Using the ballpoint pens and marking pens obtained in Examples 1 to 8 and Comparative Examples 1 to 4 as test samples,
A bubble generation confirmation test and an ink ejection property test were performed. Table 1 shows the results.

[0047]

[Table 1]

Test Method Bubble generation confirmation test After each test sample was allowed to stand for 10 days in a thermostat at 50 ° C with the pen pointed downward, the state of bubble generation at the interface between the ink composition in the ink storage unit and the ink backflow preventer Was visually checked. Evaluation criteria: ○: Almost no bubble generation is observed Δ: One bubble of about 0.5 mm is confirmed X: A plurality of bubbles of about 0.5 mm are confirmed. Alternatively, larger bubbles are observed.
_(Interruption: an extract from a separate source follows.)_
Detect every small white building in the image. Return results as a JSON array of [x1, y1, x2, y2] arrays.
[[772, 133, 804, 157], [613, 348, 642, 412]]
2. Ink ejection test Rotation type continuous spiral writing tester (writing tester MODEL
Using TS-4C-20 (manufactured by Seiki Kogyo Kenkyusho), 100 m continuous writing was performed at a writing speed of 7 cm / sec, a load of 100 g, and a writing angle of 70 °. The weight change (g) before and after writing of the test sample was determined as the amount of ink consumed at that time.

[0050]

As described in detail above, the writing implement of the present invention does not generate air bubbles in the ink storage part with the passage of time, and is excellent in ink dischargeability.

Claims (4)

[Claims] 1. A writing instrument comprising an ink container formed in a container having a pen tip attached to a tip thereof, and an ink composition and an ink backflow preventer filled in the ink container.
The ink composition contains at least a pigment, a dispersant, water, and a water-soluble organic solvent having two or more hydroxyl groups in a molecule, and the amount of the water-soluble organic solvent used is based on the total amount of the ink composition. Writing instrument characterized in that the content is 40 to 70% by weight. 2. The writing implement according to claim 1, wherein the pen tip is a ballpoint pen. 3. The writing instrument according to claim 1, wherein the pen tip is a fiber core or a resin molded product. 4. The writing implement according to claim 2, wherein the pigment contains at least aluminum powder or titanium oxide.